Lebih detail, jumlah pemilih perempuan sebanyak 92.929.422 pemilih dan laki-laki sebanyak 92.802.671. Adapun, jumlah tempat pemungutan suara (TPS) dari 514 kota/kabupaten seluruh Indonesia mencapai 805.075 TPS.
Ketua KPU Arief Budiman mengatakan, rangkaian kegiatan penghitungan DPT berlangsung secara terbuka dan melalui proses yang panjang. Ia mengatakan, KPU telah melakukan pemutakhiran data beserta perbaikan sistem KPU agar jumlah DPT yang diperoleh valid. Pihaknya juga sudah melakukan rapat koordinasi bersama segenap lembaga negara.
"Jadi penetapan hari ini tidak terjadi secara tiba-tiba karena telah melalui proses yang panjang dan terbuka," kata Arief, Rabu (5/9) pagi.
KPU, kata Arief segera menyampaikan kepada KPU di masing-masing provinsi untuk menjelaskan proses penetapan DPT. Namun, penetapan DPT belum selesai. KPU meyakini masih ada warga negara yang sudah berhak menjadi pemilih tapi belum terdaftar sebagai DPT.
Selanjutnya, masih KPU akan menetapkan DPT Tambahan sesuai peraturan perundang-undangan yang berlaku. Masyarakat pun diminta untuk tetap cermat terhadap berbagai data yang diumumkan KPU.
"Kita berharap ada peran aktif dari masyarakat apakah namanya masuk dalam DPT atau tidak. Jika ada beberapa catatan silakan langsung terbuka kepada kita," ujarnya.
Komisioner KPU, Viryan Azis mengatakan, seluruh masalah terkait DPT bisa diselesaikan secara terstruktur dan sistematis. Ia mengungkapkan, seringkali masalah DPT bersumber dari beberapa persoalan teknis.
Sebagai contoh, masalah jumlah DPT sebagian besar terletak pada pemilih baru yang masih menjadi mahasiswa atau menempuh pendidikan di pesantren dimana biasanya mereka tidak dapat pulang ke kampung halaman. Khususnya untuk mengurus kepemilikan KTP elektronik.
"KTP elektronik adalah syarat untuk bisa menjadi pemilih karena ini amanah undang-undang," katanya.

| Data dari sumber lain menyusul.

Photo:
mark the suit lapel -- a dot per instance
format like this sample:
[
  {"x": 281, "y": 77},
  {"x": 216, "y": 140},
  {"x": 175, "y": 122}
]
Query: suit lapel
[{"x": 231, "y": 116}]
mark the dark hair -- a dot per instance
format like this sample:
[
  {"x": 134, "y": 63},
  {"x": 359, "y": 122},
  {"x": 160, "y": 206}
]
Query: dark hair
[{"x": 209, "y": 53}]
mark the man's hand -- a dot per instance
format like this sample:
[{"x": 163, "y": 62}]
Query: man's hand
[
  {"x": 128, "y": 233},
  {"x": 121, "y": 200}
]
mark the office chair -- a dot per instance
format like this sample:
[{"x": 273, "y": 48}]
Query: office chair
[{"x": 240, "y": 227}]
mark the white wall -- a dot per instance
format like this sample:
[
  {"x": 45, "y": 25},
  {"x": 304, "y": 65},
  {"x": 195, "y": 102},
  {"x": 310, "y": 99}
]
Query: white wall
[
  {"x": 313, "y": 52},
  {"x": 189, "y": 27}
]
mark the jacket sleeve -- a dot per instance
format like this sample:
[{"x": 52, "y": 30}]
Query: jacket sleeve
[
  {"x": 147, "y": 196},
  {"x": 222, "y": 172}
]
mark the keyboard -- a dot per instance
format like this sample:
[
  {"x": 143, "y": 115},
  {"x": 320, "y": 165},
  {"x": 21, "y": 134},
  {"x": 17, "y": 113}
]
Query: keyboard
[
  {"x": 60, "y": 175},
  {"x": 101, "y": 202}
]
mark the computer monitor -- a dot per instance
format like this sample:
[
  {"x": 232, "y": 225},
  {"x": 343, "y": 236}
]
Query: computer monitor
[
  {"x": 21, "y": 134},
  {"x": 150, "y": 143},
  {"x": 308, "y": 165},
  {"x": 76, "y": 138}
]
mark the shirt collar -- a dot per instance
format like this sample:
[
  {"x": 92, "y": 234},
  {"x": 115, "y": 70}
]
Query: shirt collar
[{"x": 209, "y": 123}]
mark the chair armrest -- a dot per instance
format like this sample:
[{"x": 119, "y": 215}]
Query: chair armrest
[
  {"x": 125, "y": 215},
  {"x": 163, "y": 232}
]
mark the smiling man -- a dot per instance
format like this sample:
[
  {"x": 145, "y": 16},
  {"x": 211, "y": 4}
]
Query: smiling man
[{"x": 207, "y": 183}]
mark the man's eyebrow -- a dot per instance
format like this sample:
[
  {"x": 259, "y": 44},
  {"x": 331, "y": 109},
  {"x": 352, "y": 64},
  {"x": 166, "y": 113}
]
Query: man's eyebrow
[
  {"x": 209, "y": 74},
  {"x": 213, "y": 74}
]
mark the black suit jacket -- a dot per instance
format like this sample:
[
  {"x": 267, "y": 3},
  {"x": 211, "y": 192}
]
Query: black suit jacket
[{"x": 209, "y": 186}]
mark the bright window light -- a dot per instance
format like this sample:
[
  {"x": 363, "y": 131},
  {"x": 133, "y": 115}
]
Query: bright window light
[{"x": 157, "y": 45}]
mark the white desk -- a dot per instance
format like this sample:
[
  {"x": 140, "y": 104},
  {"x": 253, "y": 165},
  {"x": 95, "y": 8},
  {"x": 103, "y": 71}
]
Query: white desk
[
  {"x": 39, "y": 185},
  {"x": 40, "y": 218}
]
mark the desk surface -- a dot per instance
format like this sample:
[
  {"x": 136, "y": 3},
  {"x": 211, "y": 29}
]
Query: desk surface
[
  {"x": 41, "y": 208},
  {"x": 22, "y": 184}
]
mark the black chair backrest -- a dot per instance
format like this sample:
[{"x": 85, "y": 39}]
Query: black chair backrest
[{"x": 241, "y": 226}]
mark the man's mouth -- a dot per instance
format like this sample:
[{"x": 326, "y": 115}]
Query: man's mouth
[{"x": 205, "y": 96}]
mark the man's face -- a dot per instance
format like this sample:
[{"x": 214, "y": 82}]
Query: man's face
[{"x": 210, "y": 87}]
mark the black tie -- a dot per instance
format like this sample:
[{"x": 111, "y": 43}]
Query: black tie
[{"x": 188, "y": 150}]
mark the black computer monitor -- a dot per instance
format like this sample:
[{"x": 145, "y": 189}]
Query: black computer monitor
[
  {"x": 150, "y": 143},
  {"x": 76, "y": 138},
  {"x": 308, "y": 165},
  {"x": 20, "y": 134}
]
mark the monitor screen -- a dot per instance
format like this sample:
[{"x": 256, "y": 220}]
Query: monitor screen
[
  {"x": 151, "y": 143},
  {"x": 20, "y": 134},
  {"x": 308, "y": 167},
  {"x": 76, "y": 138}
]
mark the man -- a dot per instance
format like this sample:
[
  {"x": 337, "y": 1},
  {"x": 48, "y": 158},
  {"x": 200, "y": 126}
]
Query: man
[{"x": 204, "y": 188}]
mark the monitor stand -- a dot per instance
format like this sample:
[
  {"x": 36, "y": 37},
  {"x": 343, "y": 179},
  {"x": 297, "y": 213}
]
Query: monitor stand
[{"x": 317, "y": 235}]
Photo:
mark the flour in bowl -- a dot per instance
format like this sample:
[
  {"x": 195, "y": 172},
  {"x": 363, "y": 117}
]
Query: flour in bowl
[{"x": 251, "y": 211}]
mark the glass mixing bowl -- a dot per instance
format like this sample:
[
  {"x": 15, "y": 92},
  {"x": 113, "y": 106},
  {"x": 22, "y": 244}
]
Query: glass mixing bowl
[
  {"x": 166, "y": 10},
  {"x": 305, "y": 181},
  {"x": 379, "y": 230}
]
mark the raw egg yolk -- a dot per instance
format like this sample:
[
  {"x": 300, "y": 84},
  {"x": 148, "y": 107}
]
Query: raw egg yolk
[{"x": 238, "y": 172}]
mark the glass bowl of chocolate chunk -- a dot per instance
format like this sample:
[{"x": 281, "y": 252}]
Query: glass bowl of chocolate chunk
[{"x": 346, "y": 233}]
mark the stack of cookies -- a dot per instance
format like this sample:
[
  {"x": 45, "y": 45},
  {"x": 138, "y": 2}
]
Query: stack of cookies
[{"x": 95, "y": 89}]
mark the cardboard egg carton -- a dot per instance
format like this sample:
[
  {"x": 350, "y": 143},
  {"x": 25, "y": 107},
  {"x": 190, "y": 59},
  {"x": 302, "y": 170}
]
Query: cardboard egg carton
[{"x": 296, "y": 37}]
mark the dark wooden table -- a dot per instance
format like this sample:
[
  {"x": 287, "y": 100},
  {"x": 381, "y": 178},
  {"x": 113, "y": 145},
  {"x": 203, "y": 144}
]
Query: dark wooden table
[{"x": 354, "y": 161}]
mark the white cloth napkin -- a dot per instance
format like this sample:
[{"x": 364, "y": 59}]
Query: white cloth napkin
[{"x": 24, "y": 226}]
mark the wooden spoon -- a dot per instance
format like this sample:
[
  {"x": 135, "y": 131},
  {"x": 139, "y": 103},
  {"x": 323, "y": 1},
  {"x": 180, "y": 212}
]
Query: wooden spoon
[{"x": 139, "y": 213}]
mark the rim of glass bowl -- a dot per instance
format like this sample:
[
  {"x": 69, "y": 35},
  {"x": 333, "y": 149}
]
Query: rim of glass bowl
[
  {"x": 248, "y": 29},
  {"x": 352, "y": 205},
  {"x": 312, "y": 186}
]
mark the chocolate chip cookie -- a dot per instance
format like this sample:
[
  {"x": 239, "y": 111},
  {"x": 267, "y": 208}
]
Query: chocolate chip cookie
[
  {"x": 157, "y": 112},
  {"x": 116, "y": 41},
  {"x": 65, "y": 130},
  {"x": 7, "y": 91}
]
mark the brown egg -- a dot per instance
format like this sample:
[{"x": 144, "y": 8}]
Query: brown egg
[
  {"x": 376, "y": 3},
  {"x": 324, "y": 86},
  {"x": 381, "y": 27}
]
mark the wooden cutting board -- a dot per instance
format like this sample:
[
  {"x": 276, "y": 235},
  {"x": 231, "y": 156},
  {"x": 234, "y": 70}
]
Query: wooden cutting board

Sebelumnya, koalisi partai pendukung pasangan calon Prabowo Subianto-Sandiaga Uno menegaskan menolak jumlah daftar pemilih tetap (DPT) sebanyak 185 juta lebih pemilih yang telah dirilis oleh Komisi Pemilihan Umum (KPU). Hal itu disampaikan setelah setelah empat sekjen partai pengusung melakukan pertemuan.
Sekjen Partai Keadilan Sejahtera (PKS) Mustafa Kamal mengungkapkan, alasan penolakan DPT Pemilu 2019 itu karena pemilih sementara (DPS) masih ada sejumlah kesalahan. Setidaknya ada 25 juta data ganda dari 137 juta lebih pemilih yang ada di DPS.
"Kami menolak DPT pileg dan pilpres. Karena di beberapa dapil ditemukan beberapa nama, bahkan satu nama bisa tergandakan 11 kali dalam satu TPS," keluh Mustafa, saat ditemui di kawasan SCBD, Jakarta Selatan, Senin (3/9).